Sectional Composite (set of 5 prints: A = edition no. 64/75, B = edition no. 60/75, C = edition no. 60/75, D = edition no. 66/75, and E = edition no. 60/75), 1981. Printed by Vistec Graphics (Rochester, N.Y.) on commission of Eugene Schuster.
Materials: Color silkscreen printed on paper, each 37" x 16”.
Location at Summa Health: Dr. Gary B. and Pamela S. Williams Tower on the Akron Campus (141 N. Forge St.), blue neighborhood, first floor, H elevator lobby.
This 5-part series of screen prints in the Summa Collection exemplifies the warmth and vibrancy of color that Julian Stanczak used in a non-referential and abstract way. In painting and prints, Stanczak created contrasts between geometric forms and areas of intricately interrelated hues as he explores color theory (how colors interact with one another and with the beholder). The print medium allows for multiples of each finished work: Here is a short video of how the stencil is created in order to make a print; and here is a quick look at using multiple screens, as Julian did, to print more than a single color).
Since print creates multiples, the artist decides how many prints in total s/he wants to make (that is, the “edition”); that becomes the denominator. Then each successive print “pulled” from the press becomes the numerator. In the case of Sectional Composite, the artist decided to print a total of 75 groups of 5. In this work, prints range from 60/75, 64/75, to 66/75. Thus, each of the prints in it were among the final 16 prints made from the matrix.
Polish-born artist Julian Stanczak came to Ohio after World War II and after earning a Master of Fine Arts at Yale University to begin teaching, first in Cincinnati and then in Cleveland. He, his wife Barbara Stanczak, and their children have been long-time residents of Northeast Ohio. Stanczak became a leading international exponent of the Optical Art (“Op Art”) movement, which took its name from his very first New York exhibition in 1964.
Julian Stanczak (photo by Robert Muller, Cleveland Institute of Art)
We are fortunate to have several videos which document how Stanczak (pictured; click on the picture to see an artist interview) began to create his paintings and those concepts that guided him. On Stanczak’s website, a chronological selection of works allows you to enlarge each in order to follow how his investigations into color developed and deepened with time through both paintings and prints. You will be able to understand where Sectional Composite fits into his explorations in color relationships and intensities. And you will certainly recognize the features of color relationships that caused his paintings and prints to be described as “Op art”. He is acknowledged a leading exponent of that international movement, although he preferred to describe his own work as "perceptual abstraction."
Stanczak won the Cleveland Arts Prize in 1969 and was again recognized by the CAP in 2015 as a Special Honoree for his distinguished career.

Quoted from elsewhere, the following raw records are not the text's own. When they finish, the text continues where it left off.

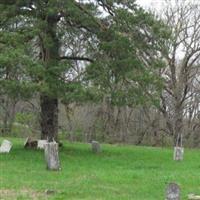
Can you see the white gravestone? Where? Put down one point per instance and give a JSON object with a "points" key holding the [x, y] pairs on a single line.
{"points": [[178, 153], [41, 144], [96, 147], [51, 156], [5, 146], [173, 192]]}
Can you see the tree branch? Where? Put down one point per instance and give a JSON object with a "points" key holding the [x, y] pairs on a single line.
{"points": [[77, 58]]}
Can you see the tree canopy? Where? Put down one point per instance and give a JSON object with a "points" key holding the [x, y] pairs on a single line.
{"points": [[79, 50]]}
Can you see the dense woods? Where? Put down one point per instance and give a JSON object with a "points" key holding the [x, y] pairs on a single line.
{"points": [[104, 70]]}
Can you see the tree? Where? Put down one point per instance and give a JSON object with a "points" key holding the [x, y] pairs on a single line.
{"points": [[48, 32], [182, 55]]}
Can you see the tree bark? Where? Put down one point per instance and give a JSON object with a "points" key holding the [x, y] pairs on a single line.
{"points": [[49, 118], [49, 100]]}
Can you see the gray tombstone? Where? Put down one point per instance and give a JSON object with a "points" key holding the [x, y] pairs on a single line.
{"points": [[51, 156], [173, 192], [96, 148], [41, 144], [178, 153], [5, 146], [193, 197]]}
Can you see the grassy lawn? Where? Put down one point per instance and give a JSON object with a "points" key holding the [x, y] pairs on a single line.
{"points": [[119, 172]]}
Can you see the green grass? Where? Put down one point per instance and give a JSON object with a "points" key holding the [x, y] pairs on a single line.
{"points": [[119, 172]]}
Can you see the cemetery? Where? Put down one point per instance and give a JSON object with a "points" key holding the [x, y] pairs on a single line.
{"points": [[100, 99]]}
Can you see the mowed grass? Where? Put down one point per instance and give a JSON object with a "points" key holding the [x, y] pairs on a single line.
{"points": [[119, 172]]}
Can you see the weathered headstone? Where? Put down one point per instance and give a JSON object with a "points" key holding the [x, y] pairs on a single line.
{"points": [[30, 143], [193, 197], [41, 144], [5, 146], [178, 153], [51, 156], [96, 148], [173, 192]]}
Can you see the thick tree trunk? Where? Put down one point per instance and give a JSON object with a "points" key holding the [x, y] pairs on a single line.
{"points": [[49, 118], [49, 101]]}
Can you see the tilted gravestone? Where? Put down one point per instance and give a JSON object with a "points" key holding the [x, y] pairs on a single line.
{"points": [[178, 153], [51, 156], [5, 146], [96, 147], [173, 192]]}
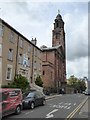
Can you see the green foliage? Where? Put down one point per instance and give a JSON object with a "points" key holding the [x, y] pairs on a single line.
{"points": [[76, 83], [39, 81]]}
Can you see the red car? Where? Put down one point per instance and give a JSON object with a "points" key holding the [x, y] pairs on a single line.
{"points": [[10, 101]]}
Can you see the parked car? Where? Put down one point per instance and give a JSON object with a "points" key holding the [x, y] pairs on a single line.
{"points": [[87, 92], [10, 101], [33, 99]]}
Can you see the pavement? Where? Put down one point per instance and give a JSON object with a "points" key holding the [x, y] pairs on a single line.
{"points": [[85, 110]]}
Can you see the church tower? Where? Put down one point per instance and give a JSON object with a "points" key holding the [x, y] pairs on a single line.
{"points": [[58, 34]]}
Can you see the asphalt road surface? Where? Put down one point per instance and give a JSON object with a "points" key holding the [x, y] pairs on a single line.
{"points": [[58, 107]]}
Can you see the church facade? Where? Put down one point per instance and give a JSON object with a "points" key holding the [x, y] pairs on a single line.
{"points": [[54, 58]]}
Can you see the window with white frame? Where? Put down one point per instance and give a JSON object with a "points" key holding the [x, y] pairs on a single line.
{"points": [[0, 49], [10, 54], [9, 72], [21, 43], [29, 48], [28, 62], [11, 37], [1, 30], [20, 59]]}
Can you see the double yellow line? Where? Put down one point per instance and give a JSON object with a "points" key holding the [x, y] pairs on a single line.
{"points": [[76, 110]]}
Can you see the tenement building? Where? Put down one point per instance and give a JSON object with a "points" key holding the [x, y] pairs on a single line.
{"points": [[54, 58], [18, 55]]}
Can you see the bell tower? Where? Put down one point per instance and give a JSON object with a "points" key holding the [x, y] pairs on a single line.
{"points": [[58, 34]]}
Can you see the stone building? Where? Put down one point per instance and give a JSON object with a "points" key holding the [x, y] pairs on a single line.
{"points": [[18, 55], [54, 58]]}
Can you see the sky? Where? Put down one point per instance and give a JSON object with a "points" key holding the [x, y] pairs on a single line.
{"points": [[35, 19]]}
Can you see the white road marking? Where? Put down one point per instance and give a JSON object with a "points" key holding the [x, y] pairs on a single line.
{"points": [[74, 104], [69, 103], [61, 103], [49, 115], [65, 107], [28, 112]]}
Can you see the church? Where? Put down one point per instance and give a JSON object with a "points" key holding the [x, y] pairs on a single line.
{"points": [[54, 58]]}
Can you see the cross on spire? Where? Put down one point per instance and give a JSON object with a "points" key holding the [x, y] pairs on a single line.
{"points": [[58, 11]]}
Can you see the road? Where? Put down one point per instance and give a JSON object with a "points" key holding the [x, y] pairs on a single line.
{"points": [[58, 107]]}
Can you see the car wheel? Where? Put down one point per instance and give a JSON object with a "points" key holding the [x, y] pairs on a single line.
{"points": [[32, 105], [44, 102], [18, 110]]}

An injury to his right arm as a young man, during the war, meant that all his mature work was created using the hand that was not the one with which he had first learned to draw, paint, and write. He downplayed this fact, and you might never have known until you reached out to shake his hand:We have to admire even more the precision, depth, and determination evident in all of Stanczak’s work.
His creative production, continuing long past retirement from teaching generations of artists at the Cleveland Institute of Art, earned him a prominent place in the history of the art of the second half of the 20th century and beyond.
Winston Manor, at the corner of Prospect and East 9th in downtown Cleveland
Learn more about this artist and his work:
The best introduction to Julian Stanczak’s life, art, and ideas, in addition to many candid images revealing his sense of humor, can be found on his website. You can also see his work in many galleries in Northeast Ohio, in New York, and in Los Angeles.Closer to home, his colossal 14-story mural of 1973, "City Canvas — Carter Manor," now called Winston Manor at the corner of Prospect and East 9th Streets in downtown Cleveland (click on the picture to learn more) was re-created for Front International Cleveland Triennial for Contemporary Art in the summer of 2018. Many museums in the U.S. and around the world have paintings and prints by this internationally celebrated artist in their collections, so keep an eye out as you travel.